LIBTORCH/C++ How to initialize weights (Xavier) in a Sequential module with Apply function?

I tried implementing the approach described here: https://stackoverflow.com/questions/49433936/how-to-initialize-weights-in-pytorch

i.e. creating a function that could be passed to Apply on all modules part of the sequential net. Here is the code:

=============================================

void Init_Weights(torch::nn::Module& m)
{
if (typeid(m) == typeid(torch::nn::Linear))
{
torch::nn::init::xavier_normal_(m->weight);
torch::nn::init::constant_(m->bias, 0.01);
}
}

int main() {

torch::nn::Sequential XORModel(
	torch::nn::Linear(2, 3),
	torch::nn::Functional(torch::tanh),
	torch::nn::Linear(3, 1),
	torch::nn::Functional(torch::sigmoid));


XORModel->apply(Init_Weights);

}

=================================================
The problem is that the code will not compile. Torch requires that definition of Init_Weights should have ‘torch::nn::Module& m’ as input. In this case ‘m->weight’ could not be resolved as type Module does not have ‘weight’
If I change definition of Init_Weights so that its input is of ‘torch::nn::Linear& m’ than Init_weights could not be passed to Apply.

Is there a way to initialize (Xavier normal) all weight in Linear modules part of Sequential module?

1 Like

Just to update - I found a solution. See code below:

void Init_Weights(torch::nn::Module& m)
{

if ((typeid(m) == typeid(torch::nn::LinearImpl)) || (typeid(m) == typeid(torch::nn::Linear))) {
	auto p = m.named_parameters(false);
	auto w = p.find("weight");
	auto b = p.find("bias");

	if (w != nullptr) torch::nn::init::xavier_uniform_(*w);
	if (b != nullptr) torch::nn::init::constant_(*b, 0.01);
}

}

1 Like

Even better solution in the manual - https://pytorch.org/cppdocs/api/classtorch_1_1nn_1_1_module.html#exhale-class-classtorch-1-1nn-1-1-module

template < typename ModuleType, typename = torch::detail::disable_if_module_holder_t>
ModuleType * as ()

Attempts to cast this Module to the given ModuleType .
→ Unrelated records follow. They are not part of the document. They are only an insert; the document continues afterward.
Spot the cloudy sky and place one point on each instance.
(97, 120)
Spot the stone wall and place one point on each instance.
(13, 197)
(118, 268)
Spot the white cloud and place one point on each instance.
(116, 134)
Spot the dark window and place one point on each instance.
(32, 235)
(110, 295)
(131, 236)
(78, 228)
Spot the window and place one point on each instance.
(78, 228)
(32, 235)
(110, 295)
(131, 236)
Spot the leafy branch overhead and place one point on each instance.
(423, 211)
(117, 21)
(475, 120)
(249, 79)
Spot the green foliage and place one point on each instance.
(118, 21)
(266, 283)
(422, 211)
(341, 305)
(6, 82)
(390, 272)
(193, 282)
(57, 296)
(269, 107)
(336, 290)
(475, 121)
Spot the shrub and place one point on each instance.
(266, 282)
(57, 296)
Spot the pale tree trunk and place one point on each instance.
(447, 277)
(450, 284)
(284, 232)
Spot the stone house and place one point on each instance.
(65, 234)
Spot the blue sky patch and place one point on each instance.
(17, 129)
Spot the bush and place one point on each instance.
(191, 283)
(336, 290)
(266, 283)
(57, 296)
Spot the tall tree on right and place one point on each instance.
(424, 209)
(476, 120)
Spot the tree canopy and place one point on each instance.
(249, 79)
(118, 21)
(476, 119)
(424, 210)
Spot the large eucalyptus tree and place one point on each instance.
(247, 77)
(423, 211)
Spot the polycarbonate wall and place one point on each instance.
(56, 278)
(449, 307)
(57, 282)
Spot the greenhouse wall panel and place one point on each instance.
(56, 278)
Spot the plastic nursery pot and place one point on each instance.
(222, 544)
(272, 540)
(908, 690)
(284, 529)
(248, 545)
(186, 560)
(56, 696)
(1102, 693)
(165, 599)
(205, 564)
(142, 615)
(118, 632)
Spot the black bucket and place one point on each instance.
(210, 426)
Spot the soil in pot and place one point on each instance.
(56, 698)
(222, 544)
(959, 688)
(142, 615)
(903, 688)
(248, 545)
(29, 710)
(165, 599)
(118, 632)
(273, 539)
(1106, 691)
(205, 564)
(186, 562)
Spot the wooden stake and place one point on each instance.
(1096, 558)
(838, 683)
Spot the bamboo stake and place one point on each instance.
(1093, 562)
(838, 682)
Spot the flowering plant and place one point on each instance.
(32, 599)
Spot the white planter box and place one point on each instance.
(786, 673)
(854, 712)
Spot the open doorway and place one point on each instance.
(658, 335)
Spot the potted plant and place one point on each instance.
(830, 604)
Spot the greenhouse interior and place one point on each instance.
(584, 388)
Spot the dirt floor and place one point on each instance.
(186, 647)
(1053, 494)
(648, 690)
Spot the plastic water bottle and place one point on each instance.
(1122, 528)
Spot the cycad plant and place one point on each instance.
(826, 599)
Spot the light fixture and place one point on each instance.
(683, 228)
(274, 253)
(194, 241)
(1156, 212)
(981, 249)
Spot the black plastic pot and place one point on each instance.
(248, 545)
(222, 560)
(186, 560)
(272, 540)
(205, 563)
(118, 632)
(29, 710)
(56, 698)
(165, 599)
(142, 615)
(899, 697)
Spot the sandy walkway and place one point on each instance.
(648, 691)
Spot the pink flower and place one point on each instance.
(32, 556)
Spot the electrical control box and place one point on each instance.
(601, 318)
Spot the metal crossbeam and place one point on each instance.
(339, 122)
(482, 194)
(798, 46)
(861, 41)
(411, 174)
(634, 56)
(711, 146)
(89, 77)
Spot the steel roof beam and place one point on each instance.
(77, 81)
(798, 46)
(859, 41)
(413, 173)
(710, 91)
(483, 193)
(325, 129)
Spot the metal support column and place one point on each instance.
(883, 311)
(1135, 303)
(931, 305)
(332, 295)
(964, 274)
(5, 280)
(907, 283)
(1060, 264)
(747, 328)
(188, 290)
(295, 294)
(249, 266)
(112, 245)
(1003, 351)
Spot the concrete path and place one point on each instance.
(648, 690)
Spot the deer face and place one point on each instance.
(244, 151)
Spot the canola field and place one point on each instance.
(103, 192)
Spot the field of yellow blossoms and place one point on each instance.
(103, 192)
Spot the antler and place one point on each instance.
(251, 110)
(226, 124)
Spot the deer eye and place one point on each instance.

This method is useful when calling apply() .

void initialize_weights(nn::Module& module) { torch::NoGradGuard no_grad; if (auto* linear = module.asnn::Linear()) { linear->weight.normal_(0.0, 0.02); } } MyModule module; module.apply(initialize_weights);

I am not sure I follow this solution. Could you kindly elaborate on how you achieved the initialization ?

Thanks!

In case anyone runs across this particular question again, the following should work as a simple solution:

void xavier_init(torch::nn::Module& module) {
	torch::NoGradGuard noGrad;
	if (auto* linear = module.as<torch::nn::Linear>()) {
		torch::nn::init::xavier_normal_(linear->weight);
		torch::nn::init::constant_(linear->bias, 0.01);
	}
}

Then for any Linear module or module with Linear submodules, you can just initialize via module->apply(xavier_init). I think this is basically what @cheggars was suggesting with their second response.

JamesDickensJames McCulloch Dickens

1m

What does the torch::NoGradGuard noGrad; line do?

It’s the same thing as Pytorch’s with torch.no_grad():, it’s just the C++ equivalent. They talk more about layer initialization and grad guards in this thread: Initialization in-place and `tensor.data`, and it’s also explained in the documentation here: Autograd mechanics — PyTorch 2.1 documentation

The implementations in torch.nn.init also rely on no-grad mode when initializing the parameters as to avoid autograd tracking when updating the intialized parameters in-place.